La construcción duró 14 meses y fue hecha por una empresa constructora nacional, bajo la conducción del arquitecto Jorge Sabaté (al mismo tiempo, el intendente de Buenos Aires), con un diseño tan original que presentaba diez circuitos alternativos. Para su trazado se consultó al holandés Johannes Hugenholtz, creador del circuito más moderno en aquella época. El autódromo -considerado uno de los dos mejores del mundo- se mantuvo incólume durante medio siglo.
El circuito, denominado 17 de octubre -en homenaje al Día de la Lealtad peronista- sufrió los avatares de una típica tradición argentina conocida como política de nombres: en el 1955 fue rebautizado como Autódromo General San Martín, en 1983 Autódromo Municipal de Buenos Aires y en 1989 Oscar Alfredo Gálvez y en 2005 agregaría el nombre de su hermano Juan.
El entusiasmo por la práctica del automovilismo y la notable performance de los argentinos en Europa llegó a su punto cúlmine el 13 de enero de 1974, cuando se llevó a cabo el XI Gran Premio de la República Argentina, la primera carrera de fórmula I corrida en la Argentina y la primera de las quince carreras del Campeonato Mundial de Fórmula Uno de 1974.
La jornada, calurosa y bajo un sol radiante, era magnífica. Los más importantes automovilistas del mundo estaban allí, incluyendo a Ronnie Peterson, Clay Regazzoni , Niki Lauda, Graham Hill, James Hunt y Emerson Fittipaldi. Entre ese batallón de estrellas, en un segundo plano y en el sexto puesto, había clasificado el argentino Carlos Reutemann.

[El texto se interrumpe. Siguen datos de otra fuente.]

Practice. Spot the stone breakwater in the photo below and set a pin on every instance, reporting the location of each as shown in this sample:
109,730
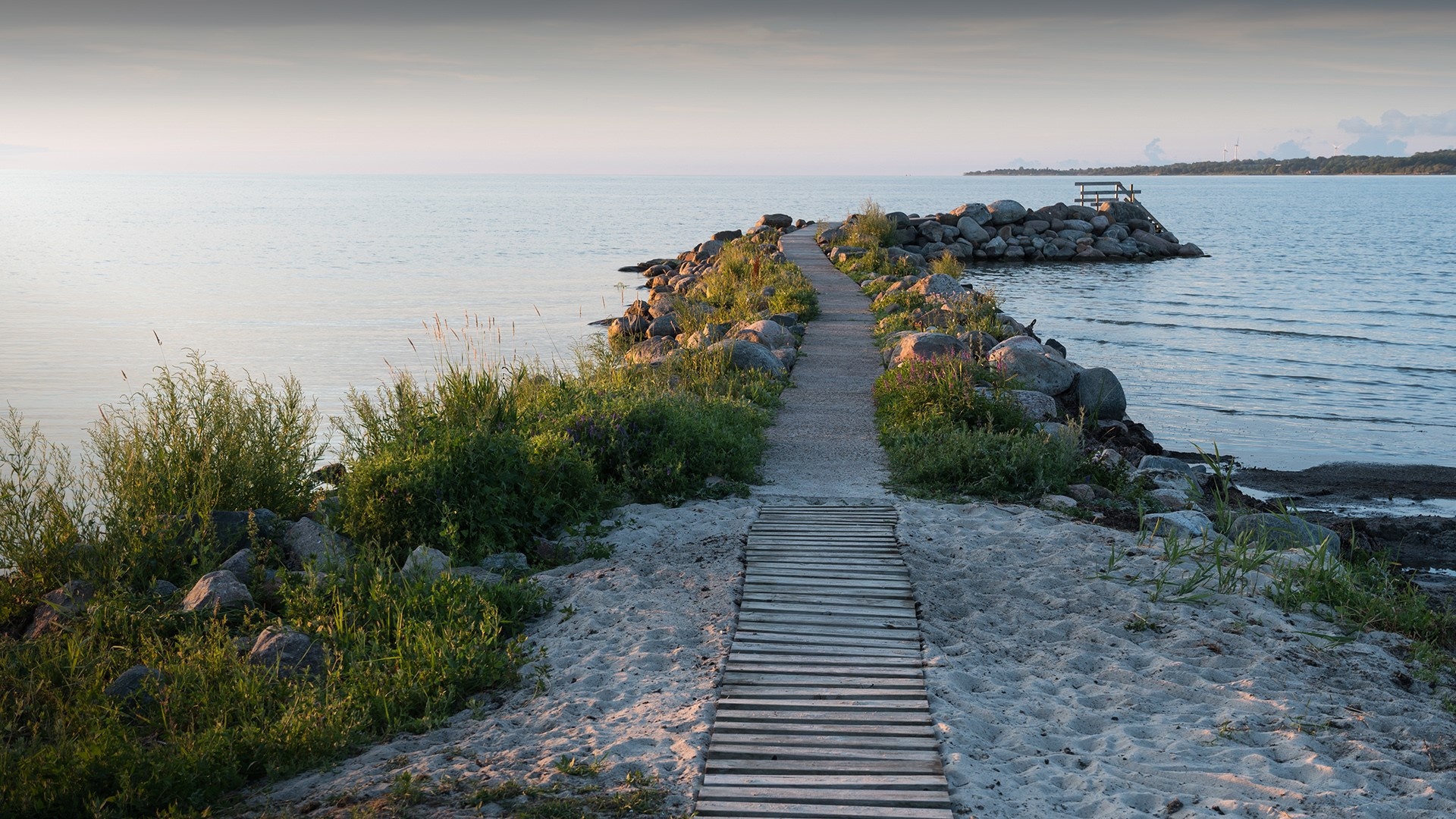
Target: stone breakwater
1006,231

Las tribunas, repletas, albergaban 100 mil espectadores enfervorizados, listos para apoyar al corredor argentino, en ese largo desafío de 53 vueltas. Celebridades nacionales e internacionales se habían dado cita en un espectáculo sin igual. Juan Domingo Perón, quien había logrado regresar el año anterior de un largo exilio, disfrutaba de su hora dorada.
Al largar, Peterson tomó la delantera. Muy atrás, un auto blanco de la escudería Brabham se movió rápidamente, gracias a una técnica única en el momento de la largada, que consistía en dejar el auto unos centímetros detrás de la línea y moverlo en el momento preciso en el que el semáforo tornaba a verde. Para delirio de los fanáticos en las tribunas, en él iba Carlos Reutemann, el ídolo local, quien rápidamente alcanzó el segundo lugar.
Pero Reutemann quería la gloria y en la cuarta vuelta, tomó la delantera. El momento era perfecto: una Argentina moderna, integrada y exitosa, que había recuperado la democracia, celebraba un evento deportivo internacional, con argentinos de todas las clases sociales en las tribunas y millones siguiendo la carrera por radio y televisión.
Yo escuché esa carrera con una vieja radio cuando vivía en una casa a la vera de una ruta en Entre Ríos. El paraje era tan desolado que no tenía –aún no tiene- nombre y se conocía como kilómetro 5 y ½, en la carretera que unía Paraná –la capital provincial- con Diamante, en una zona de aldeas alemanas.
Dicen que Marc Augé desarrolló el concepto de no lugar durante una breve estancia entre los pumé, un pueblo indígena que habita –entre la precariedad y el desarraigo- los llanos venezolanos. Yo, que he vivido en muchos sitios diferentes, no sabría cómo definir ese paraje, pero nunca he visto tanta solitaria otredad como viviendo a la vera de esta ruta, en un paisaje tan llano que disuelve a las personas en el espacio.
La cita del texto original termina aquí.